At first, this information does not seem to provide much information, most types seem to have two or even three types that are almost tied for the highest stat, (the notable exception being fighting type, where attack is significantly higher).

Looking deeper though, the most information seems to come from which stats are *least* commonly the highest stat. The prime example of this is Electric type, where not a single pokemon has Special Defence as its highest stat. Bug and Rock types are very unlikely to have high HP, and ground types typically do not have high Special Attack.

Other interesting notes are surprisingly average amount of high attack psychic types (usually known for having high special attack instead)

#Size vs Type

By clustering the Height and Weight of every pokemon in a type, we hope to find patterns, perhaps rock or steel types will weighh the most, while fairies will on average weigh the least, and electric types might be smaller as they are typically faster and more agile.

In [None]:
size_df = {
    'Weight(kg)' : dataset['Weight (kg)'],
    'Height(m)' : dataset['Height (m)'],
    'Type I' : dataset['Type I'],
}

size_df = pd.DataFrame(size_df)

fig = px.scatter(size_df, x='Height(m)', y='Weight(kg)', facet_col='Type I', color='Type I',
                 title='Height vs. Weight by Type I (Faceted)',
                 color_discrete_map=type_colour_map,
                 category_orders={'Type I':type_order})

# LAYOUT COMMANDS #############################################################
fig.for_each_annotation(lambda a: a.update(text=a.text.split('=')[-1]))
fig.for_each_xaxis(lambda xaxis: xaxis.update(title_text=''))
fig.update_layout(
    xaxis_title='Height(m)',
    title_x=0.5
)
###############################################################################

fig.show()


We can see that most types seem to have a few outliers, especially when it comes to weight, with most types clustering small, and the occasional instance hundreds of kg above the rest, the biggest case of this is poison, where the outlier is 'Eternamax Eternatus', a giant boss Pokemon in the games, and thus is much larger than every other pokemon, as well as having a high weight to pair with it.

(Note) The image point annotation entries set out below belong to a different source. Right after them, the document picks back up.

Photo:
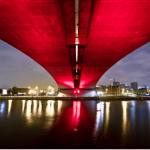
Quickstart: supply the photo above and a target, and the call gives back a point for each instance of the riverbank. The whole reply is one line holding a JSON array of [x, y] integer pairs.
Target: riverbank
[[104, 98]]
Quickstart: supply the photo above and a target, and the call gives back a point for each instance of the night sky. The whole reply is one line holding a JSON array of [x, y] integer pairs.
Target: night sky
[[18, 69], [135, 67]]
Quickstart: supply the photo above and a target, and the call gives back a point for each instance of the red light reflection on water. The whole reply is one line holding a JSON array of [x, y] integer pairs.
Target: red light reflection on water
[[76, 112]]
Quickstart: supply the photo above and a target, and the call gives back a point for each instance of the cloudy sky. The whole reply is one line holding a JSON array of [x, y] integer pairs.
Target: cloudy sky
[[18, 69], [134, 67]]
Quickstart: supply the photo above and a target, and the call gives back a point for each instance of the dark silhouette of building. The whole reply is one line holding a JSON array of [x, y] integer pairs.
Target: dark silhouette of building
[[134, 85]]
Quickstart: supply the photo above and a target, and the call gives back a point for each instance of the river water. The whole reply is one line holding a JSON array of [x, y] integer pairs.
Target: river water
[[74, 124]]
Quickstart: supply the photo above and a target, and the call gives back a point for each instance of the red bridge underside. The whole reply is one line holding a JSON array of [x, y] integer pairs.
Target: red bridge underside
[[44, 29]]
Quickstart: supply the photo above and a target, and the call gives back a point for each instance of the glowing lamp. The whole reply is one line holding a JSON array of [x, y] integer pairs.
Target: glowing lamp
[[76, 91]]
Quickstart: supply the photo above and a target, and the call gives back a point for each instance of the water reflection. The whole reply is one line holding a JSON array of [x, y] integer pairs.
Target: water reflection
[[28, 113], [115, 122], [34, 110], [107, 116], [2, 108], [76, 110], [124, 117], [9, 107], [99, 117]]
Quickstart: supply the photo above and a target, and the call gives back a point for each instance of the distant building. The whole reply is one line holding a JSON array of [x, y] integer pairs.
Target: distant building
[[122, 85], [20, 91], [116, 83], [134, 85]]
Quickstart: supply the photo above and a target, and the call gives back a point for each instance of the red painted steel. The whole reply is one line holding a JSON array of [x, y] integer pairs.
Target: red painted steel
[[44, 30]]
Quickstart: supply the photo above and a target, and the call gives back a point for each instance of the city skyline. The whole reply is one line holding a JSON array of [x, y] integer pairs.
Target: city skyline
[[18, 69]]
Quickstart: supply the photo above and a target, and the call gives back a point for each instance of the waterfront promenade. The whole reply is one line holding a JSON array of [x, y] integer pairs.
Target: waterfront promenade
[[103, 98]]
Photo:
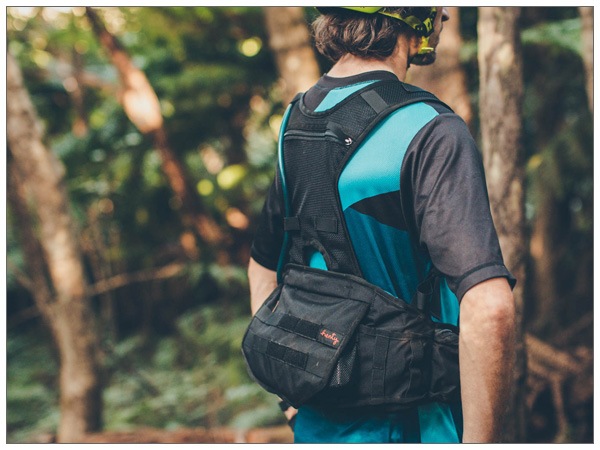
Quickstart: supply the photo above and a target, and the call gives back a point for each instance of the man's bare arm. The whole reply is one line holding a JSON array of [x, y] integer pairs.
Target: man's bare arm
[[486, 354], [262, 282]]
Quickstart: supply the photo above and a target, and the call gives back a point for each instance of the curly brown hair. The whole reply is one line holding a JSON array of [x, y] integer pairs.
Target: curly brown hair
[[339, 31]]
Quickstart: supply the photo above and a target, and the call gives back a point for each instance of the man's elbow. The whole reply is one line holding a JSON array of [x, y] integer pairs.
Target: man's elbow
[[489, 305]]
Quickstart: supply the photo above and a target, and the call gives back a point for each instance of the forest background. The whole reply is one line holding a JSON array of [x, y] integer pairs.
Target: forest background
[[141, 144]]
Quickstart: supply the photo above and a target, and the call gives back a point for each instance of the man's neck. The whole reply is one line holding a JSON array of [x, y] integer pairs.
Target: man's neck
[[349, 65]]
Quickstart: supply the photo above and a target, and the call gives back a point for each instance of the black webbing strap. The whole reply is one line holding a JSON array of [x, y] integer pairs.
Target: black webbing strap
[[301, 360], [380, 353], [299, 326], [375, 101], [318, 223]]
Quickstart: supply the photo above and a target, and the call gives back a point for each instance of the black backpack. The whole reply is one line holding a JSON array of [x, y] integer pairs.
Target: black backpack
[[329, 337]]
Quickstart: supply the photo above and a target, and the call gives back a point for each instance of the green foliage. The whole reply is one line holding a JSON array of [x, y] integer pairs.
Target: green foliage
[[196, 377], [31, 374]]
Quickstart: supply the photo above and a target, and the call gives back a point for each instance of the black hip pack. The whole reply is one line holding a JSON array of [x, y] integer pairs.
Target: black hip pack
[[329, 337], [335, 340]]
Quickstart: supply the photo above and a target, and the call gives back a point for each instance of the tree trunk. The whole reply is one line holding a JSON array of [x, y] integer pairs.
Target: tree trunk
[[69, 311], [446, 78], [501, 91], [587, 39], [141, 105], [289, 39]]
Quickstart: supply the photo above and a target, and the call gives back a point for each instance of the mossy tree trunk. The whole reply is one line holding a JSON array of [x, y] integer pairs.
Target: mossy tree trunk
[[501, 92], [289, 39], [40, 196]]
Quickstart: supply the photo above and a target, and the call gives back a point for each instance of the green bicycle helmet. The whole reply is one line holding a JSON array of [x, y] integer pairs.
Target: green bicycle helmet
[[423, 28]]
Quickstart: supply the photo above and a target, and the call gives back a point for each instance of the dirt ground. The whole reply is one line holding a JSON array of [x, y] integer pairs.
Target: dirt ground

Some other pokemon match, or even beat Eternamax Eternatus, in weight, but it is the largest in height by a lot, and it sticks out from the other relatively small and light poison types.

This information doesnt give us much to work with as a lot of pokemon are clusteres closer to the 0,0 mark, but we can still see that steel have a few more pokemon of higher weight that other types, and flying has the no outliers but this is likely due to having very few Type I flying types

#HP vs Type

Comparing different HP stats with types will hopefully provide information... (ill add something here when I can be buggered (aka not right now))

In [None]:
hp_df = pd.DataFrame(
    {
        'HP' : dataset['HP'],
        'Type I' : dataset['Type I'],
        'Type II' : dataset['Type II']
    }
)

fig_typeI = px.violin(hp_df, x='Type I', y='HP', color='Type I', color_discrete_map=type_colour_map, category_orders={'Type I' : type_order})
fig_typeI.show()

fig_typeII = px.violin(hp_df, x='Type II', y='HP', color='Type II', color_discrete_map=type_colour_map, category_orders={'Type II' : type_order})
fig_typeII.show()

We unfortunately dont get much information out of this, apart from the occasional outlier, the majority of types have similar average HP stats. The only amusing result is type I bug and type II Ghost having minimum HP stats of 1 thanks to 'Shedinja' being the only pokemon with 1 hp.